Correio braziliense, n. 20861 , 04/07/2020. Brasil, p.6

 

Liberou geral no auge da crise

Bruna Lima

Maria Eduarda Cardim

Ingrid Soares

04/07/2020

 

 

Cenas de aglomeração e de descuido na noite carioca mostram que população praticamente abandonou os cuidados necessários contra a pandemia. Rio, São Paulo e DF se preparam para voltar à “normalidade” com reabertura de bares

A lei que praticamente acaba com o uso da máscara de proteção facial contra o coronavírus chega justamente no momento em que o país vive uma onda de flexibilização, vista com a retomada de atividades em diversos estados. E a maior preocupação dos especialistas é a mensagem que os vetos do presidente Jair Bolsonaro passam à população neste momento. Antes mesmo da publicação da lei no Diário Oficial da União, a cidade do Rio de Janeiro exibiu cenas de aglomerações nas ruas durante a reabertura de bares e restaurantes. As imagens, feitas na zona boêmia do Leblon, apresentavam pessoas sem máscaras e concentradas na porta dos estabelecimentos.

A cidade de São Paulo se prepara para abrir bares, restaurantes e salões de beleza a partir da próxima semana. As condições são de funcionamento com 40% da capacidade, redução de jornada e funcionamento até, no máximo, 17h. Ontem, em coletiva, o governador de São Paulo, João Doria, criticou os vetos de Bolsonaro, apesar de ele mesmo estar promovendo a reabertura do comércio.

“Ele foi coerente com ele mesmo. O presidente Bolsonaro não usar máscaras, não recomenda o uso de máscaras, não recomenda isolamento social, adora cloroquina. O presidente Jair Bolsonaro foi o presidente Jair Bolsonaro ao fazer esse veto”, comentou.

O governador esclareceu que, independentemente da decisão presidencial, no estado de São Paulo a regra continua valendo. “Para o governador, para o prefeito e para todos os cidadãos que vivem no estado de São Paulo. E por quê? Porque aqui nós apreciamos a vida e queremos viver”, atacou.

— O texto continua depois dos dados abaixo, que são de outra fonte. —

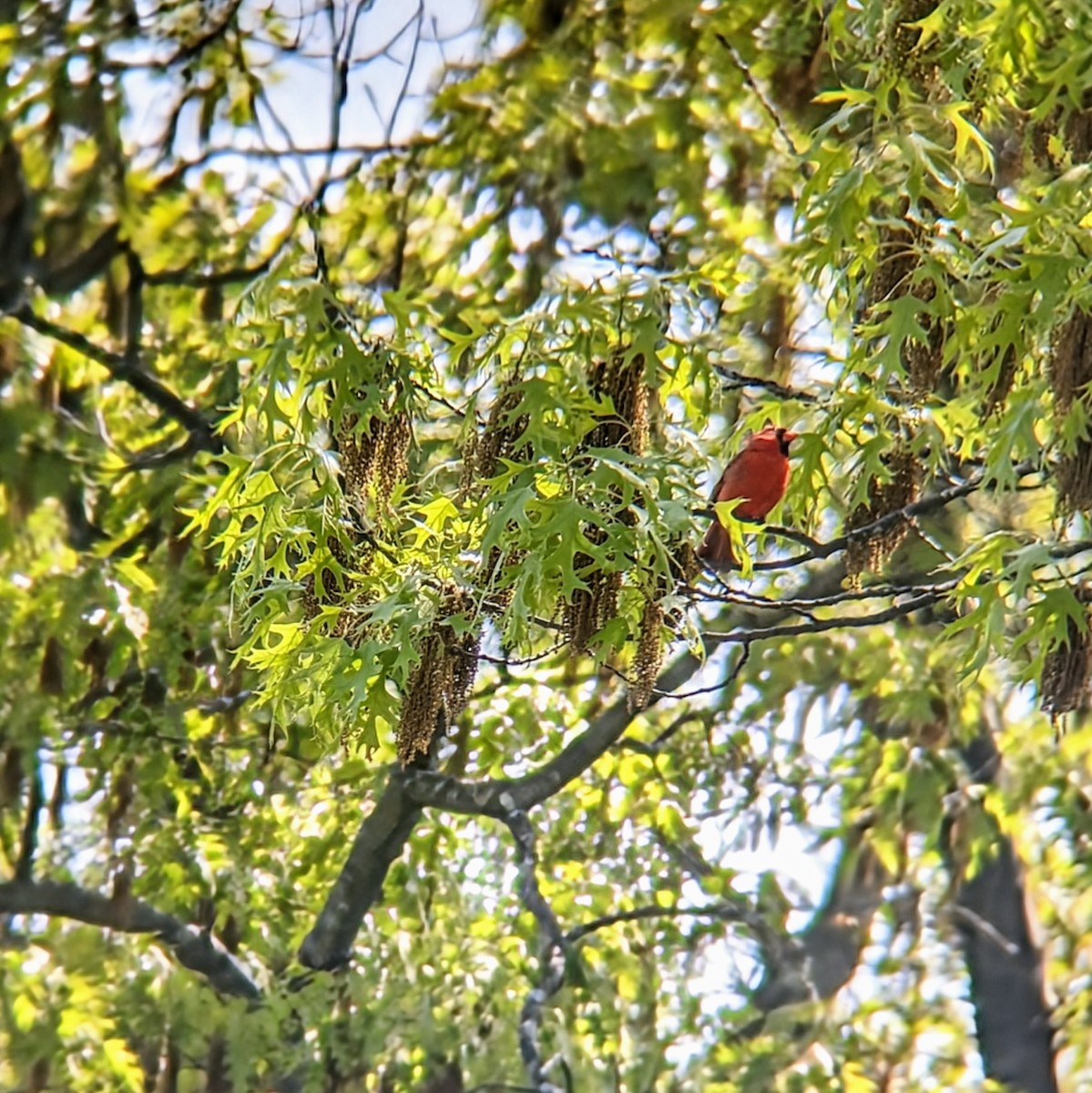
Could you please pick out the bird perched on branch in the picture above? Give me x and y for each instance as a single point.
(759, 475)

No Distrito Federal, dias depois de declarar calamidade pública e diante do crescimento de casos e óbitos pela covid-19, o governador Ibaneis Rocha autorizou a reabertura total do comércio e a volta das aulas presenciais em escolas e universidades das redes pública e particular no Distrito Federal. As escolas devem começar a funcionar presencialmente em 3 de agosto (leia mais na página 15).

Divergências

Em abril, o STF garantiu autonomia para que prefeitos e governadores determinem medidas para o enfrentamento ao novo coronavírus. No entanto, a falta de um discurso convergente entre o presidente e os governadores, desde o início da pandemia no Brasil, preocupa especialistas.

 “Ainda que prevaleçam as legislações locais, Bolsonaro produz o que se chama dupla mensagem”, afirma o especialista em gestão da Saúde da Fundação Getúlio Vargas, Walter Cintra.

Na avaliação dele, Bolsonaro insiste em fazer das ações de combate à pandemia um instrumento de disputa política. “Com isso, demonstra, mais uma vez, o seu desprezo pela saúde pública e o bem-estar dos brasileiros e brasileiras”, completa.

O médico infectologista Leandro Machado também vê com preocupação os vetos em relação ao uso de máscaras no combate ao coronavírus, sobretudo neste momento em que o comércio se escancara e as pessoas deixam de lado cuidados básicos. Ele defende a necessidade de orientar a população.

“As medidas de prevenção passam pelo uso do equipamento que faz barreira mecânica no controle do vírus. O uso de máscara é uma medida de prevenção efetiva que o mundo usou e está usando. Tirar isso é um risco muito alto”, observou.

Para Leandro, “é preciso educar as pessoas a adotarem não porque é lei, mas porque é necessário. Acredito ainda que isso vai se tornar um caso de vigilância pública, onde o próprio cliente vai fazer essa cobrança de que se o estabelecimento não atender aos requisitos de higiene sanitária, a pessoa deixa de frequentar”, salientou.Ou seja, tudo que não se viu na noite carioca.